Methods: In this prospective interventional study, histological proven squamous cell carcinoma of oropharynx, hypopharynx, or larynx with stage T1-3 N0-3 M0 who were not candidates for concurrent chemotherapy were treated with IMRT-SIB with radical intent. Doses prescribed for IMRT-SIB to meet the clinical needs of nodal volumes were either SIB-66 schedule 66 Gray (Gy) prescribed to high risk (HR) planned target volume (PTV), 60 (Gy) to intermediate risk (IR) PTV and 54 Gy to low risk (LR) PTV in 30 fractions or SIB-70 schedule 70 Gy to PTV-HR, 59.4 Gy to PTV-IR and 56 Gy to PTV-LR in 33 fractions.
Result: Forty-five patients were included.

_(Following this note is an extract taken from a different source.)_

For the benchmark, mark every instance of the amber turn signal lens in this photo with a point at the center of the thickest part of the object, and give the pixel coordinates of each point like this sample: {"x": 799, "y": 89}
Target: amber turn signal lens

Forty-two patients were treated with SIB-66 schedule and three patients with SIB-70 schedule. The median follow-up period was 21 (6–68) months. There was residual disease in three patients. Recurrence was observed in 24 patients. Most recurrences were in HR volume (n = 19) and three patients had distant failure. Estimated 2-year locoregional control, disease-free survival, and overall survival were 55.55%, 49.7%, and 51.1%, respectively. Grade 3 late skin toxicity, subcutaneous fibrosis, and xerostomia were observed in three patients.
Conclusions: Efficacy and late toxicity of IMRT-SIB observed in our study suggest it as a suitable treatment option for patients who are not fit for chemoradiation.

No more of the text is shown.